- Nareszcie - powiedział z ulgą Thalmir widząc jak Rod przebija bestie mieczem. Potwór przestał oddychać. Mag podjechał konno do cielska i zsiadł z konia. W tym momencie Trhein podszedł i odrąbał łep bestii.
-Niedużo wiemy o tym... czymś. Pewne są dwie rzeczy: bestia jest niebezpieczna i będzie naszym najbliższym posiłkiem - powiedział stojąc przy odrąbanej głowie.
- Nie wiem czy jedzenie mięsa tej istoty jest dobrym pomysłem - stwierdził mag. - Jak mówisz nie dużo o niej wiemy, a raczej nic. Nie wiadomo kto stworzył tą bestię i czego użył. Mi trzecia ręka czy rogi nie są potrzebne - zakończył sarkastycznie.

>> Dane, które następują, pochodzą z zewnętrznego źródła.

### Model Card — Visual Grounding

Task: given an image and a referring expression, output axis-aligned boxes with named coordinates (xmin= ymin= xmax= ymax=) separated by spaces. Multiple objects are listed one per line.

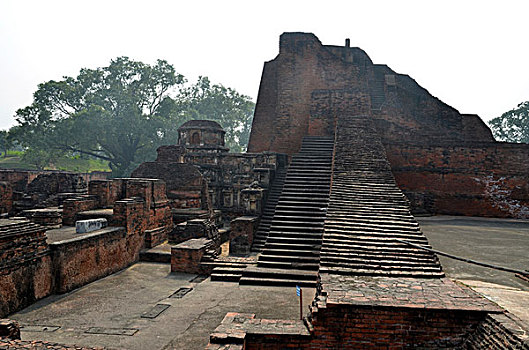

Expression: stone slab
xmin=75 ymin=218 xmax=108 ymax=233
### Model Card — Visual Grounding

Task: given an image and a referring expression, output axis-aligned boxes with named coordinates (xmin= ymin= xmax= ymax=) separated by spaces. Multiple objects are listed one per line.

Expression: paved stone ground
xmin=10 ymin=263 xmax=315 ymax=349
xmin=417 ymin=216 xmax=529 ymax=291
xmin=418 ymin=216 xmax=529 ymax=327
xmin=10 ymin=217 xmax=529 ymax=349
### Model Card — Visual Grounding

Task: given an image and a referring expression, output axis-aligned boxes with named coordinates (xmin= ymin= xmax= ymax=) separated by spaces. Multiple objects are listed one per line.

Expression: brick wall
xmin=463 ymin=313 xmax=529 ymax=350
xmin=0 ymin=220 xmax=53 ymax=317
xmin=62 ymin=196 xmax=99 ymax=226
xmin=50 ymin=227 xmax=139 ymax=293
xmin=171 ymin=238 xmax=214 ymax=274
xmin=0 ymin=181 xmax=13 ymax=214
xmin=385 ymin=143 xmax=529 ymax=218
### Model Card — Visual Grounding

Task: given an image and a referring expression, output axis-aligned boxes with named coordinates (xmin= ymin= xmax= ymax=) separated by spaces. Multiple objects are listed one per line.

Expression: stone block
xmin=171 ymin=238 xmax=215 ymax=274
xmin=75 ymin=218 xmax=108 ymax=233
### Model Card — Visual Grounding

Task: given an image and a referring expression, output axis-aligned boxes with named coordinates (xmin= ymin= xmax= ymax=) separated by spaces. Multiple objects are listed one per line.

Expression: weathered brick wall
xmin=248 ymin=33 xmax=529 ymax=217
xmin=62 ymin=195 xmax=99 ymax=226
xmin=0 ymin=319 xmax=20 ymax=340
xmin=50 ymin=227 xmax=140 ymax=293
xmin=208 ymin=304 xmax=486 ymax=350
xmin=385 ymin=143 xmax=529 ymax=218
xmin=0 ymin=169 xmax=110 ymax=192
xmin=230 ymin=216 xmax=259 ymax=255
xmin=0 ymin=181 xmax=13 ymax=214
xmin=131 ymin=163 xmax=209 ymax=209
xmin=248 ymin=33 xmax=367 ymax=154
xmin=304 ymin=305 xmax=486 ymax=349
xmin=0 ymin=220 xmax=53 ymax=317
xmin=171 ymin=238 xmax=214 ymax=274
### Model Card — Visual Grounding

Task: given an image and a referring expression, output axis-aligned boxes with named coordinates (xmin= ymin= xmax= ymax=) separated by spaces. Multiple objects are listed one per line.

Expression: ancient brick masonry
xmin=248 ymin=33 xmax=529 ymax=218
xmin=132 ymin=120 xmax=286 ymax=222
xmin=320 ymin=116 xmax=444 ymax=277
xmin=0 ymin=220 xmax=53 ymax=317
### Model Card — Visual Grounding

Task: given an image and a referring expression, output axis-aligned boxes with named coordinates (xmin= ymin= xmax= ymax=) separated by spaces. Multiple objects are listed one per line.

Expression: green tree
xmin=489 ymin=101 xmax=529 ymax=143
xmin=13 ymin=57 xmax=254 ymax=176
xmin=0 ymin=130 xmax=13 ymax=158
xmin=15 ymin=57 xmax=184 ymax=176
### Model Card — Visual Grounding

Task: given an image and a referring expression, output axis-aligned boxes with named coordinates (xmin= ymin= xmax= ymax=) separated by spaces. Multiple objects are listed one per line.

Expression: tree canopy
xmin=13 ymin=57 xmax=254 ymax=176
xmin=489 ymin=101 xmax=529 ymax=143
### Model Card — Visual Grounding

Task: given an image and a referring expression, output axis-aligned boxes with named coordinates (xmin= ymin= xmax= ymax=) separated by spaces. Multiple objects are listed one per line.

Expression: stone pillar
xmin=230 ymin=216 xmax=259 ymax=255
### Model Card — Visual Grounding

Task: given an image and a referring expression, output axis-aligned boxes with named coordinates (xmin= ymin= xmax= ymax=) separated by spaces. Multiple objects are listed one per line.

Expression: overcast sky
xmin=0 ymin=0 xmax=529 ymax=129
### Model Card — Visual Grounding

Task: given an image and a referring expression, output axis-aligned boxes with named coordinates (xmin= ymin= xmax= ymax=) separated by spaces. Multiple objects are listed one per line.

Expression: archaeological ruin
xmin=0 ymin=33 xmax=529 ymax=350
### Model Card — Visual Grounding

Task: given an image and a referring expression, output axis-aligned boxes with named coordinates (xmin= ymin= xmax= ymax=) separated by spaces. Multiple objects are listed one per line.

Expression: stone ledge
xmin=210 ymin=312 xmax=311 ymax=345
xmin=318 ymin=274 xmax=503 ymax=313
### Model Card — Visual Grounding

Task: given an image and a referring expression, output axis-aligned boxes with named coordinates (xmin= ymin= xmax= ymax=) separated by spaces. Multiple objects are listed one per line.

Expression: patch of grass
xmin=54 ymin=157 xmax=110 ymax=173
xmin=0 ymin=157 xmax=37 ymax=170
xmin=0 ymin=151 xmax=110 ymax=173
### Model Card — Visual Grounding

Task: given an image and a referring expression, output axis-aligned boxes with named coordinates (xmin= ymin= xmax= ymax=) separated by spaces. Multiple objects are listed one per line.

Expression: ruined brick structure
xmin=0 ymin=169 xmax=109 ymax=216
xmin=0 ymin=178 xmax=173 ymax=317
xmin=208 ymin=33 xmax=529 ymax=349
xmin=248 ymin=33 xmax=529 ymax=218
xmin=132 ymin=120 xmax=286 ymax=220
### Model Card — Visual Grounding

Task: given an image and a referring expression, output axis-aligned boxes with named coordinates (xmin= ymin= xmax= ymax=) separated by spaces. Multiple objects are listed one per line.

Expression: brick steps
xmin=251 ymin=168 xmax=287 ymax=252
xmin=239 ymin=137 xmax=334 ymax=286
xmin=320 ymin=116 xmax=444 ymax=278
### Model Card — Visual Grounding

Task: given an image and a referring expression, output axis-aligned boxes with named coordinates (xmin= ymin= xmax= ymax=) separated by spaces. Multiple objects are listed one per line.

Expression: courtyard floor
xmin=9 ymin=216 xmax=529 ymax=349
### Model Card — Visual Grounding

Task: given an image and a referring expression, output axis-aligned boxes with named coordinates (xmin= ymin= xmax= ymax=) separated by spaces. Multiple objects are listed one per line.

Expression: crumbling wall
xmin=0 ymin=181 xmax=13 ymax=214
xmin=50 ymin=227 xmax=137 ymax=293
xmin=0 ymin=220 xmax=53 ymax=317
xmin=248 ymin=33 xmax=529 ymax=218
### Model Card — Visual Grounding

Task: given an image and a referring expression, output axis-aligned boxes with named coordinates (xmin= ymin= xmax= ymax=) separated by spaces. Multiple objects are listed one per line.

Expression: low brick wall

- Przykro mi, ale twój przyjaciel... jest w lepszym miejscu - nagle odezwała się Jadarit. Thalmir spojrzał na ich przewodniczkę, a następnie na towarzysza. Kerende leżał i widać było, że jego dusza opuścił ciało.
- Będzie nam go brakowało - powiedział. Nie znał dobrze elfa, bo i jak miał go poznać. Jeszcze niedawno nie wiedział o jego istnieniu, teraz jednak było mu żal elfa.